My grandparents on their 60th wedding anniversary with the same picture above given to them as a gift!

Conclusion

Surely, my grandmother now identifies as your average American, just with a british accent! Since moving here sixty years ago, she has been able to become accustomed to all of the different kinds of traditions that we experience here in the United States. Her being from England has even changed the way I experience different traditions as an American. For example, Christmas in England is celebrated the day after Christmas in the United States. We call it “Boxing Day” and as a family we celebrate it every year, and I have been celebrating it ever since I was a little girl. Even though I am born in America, part of my culture is being half British and I do celebrate some of the customs and holidays that are involved with Britain. Currently, both of my grandparents, mother and aunt all retain dual citizenship in both the United States and England. To conclude the interview, I go on to ask my grandmother if she has any regrets about moving to the United States, and she says absolutely not as she believes that America has a much higher standard of living.

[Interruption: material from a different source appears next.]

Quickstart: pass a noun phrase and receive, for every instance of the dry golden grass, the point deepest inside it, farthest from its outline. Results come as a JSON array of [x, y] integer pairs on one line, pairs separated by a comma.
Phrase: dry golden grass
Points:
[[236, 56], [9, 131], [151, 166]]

She is very happy that her grandchildren are able to experience life in the United States as she believes there are a lot more opportunities regarding education and the workforce. I am very grateful that I was able to interview my grandmother and learn all of this interesting information about what her process was like moving here to the United States. I learned a lot as a result of this interview and I am happy to say that I love being half british!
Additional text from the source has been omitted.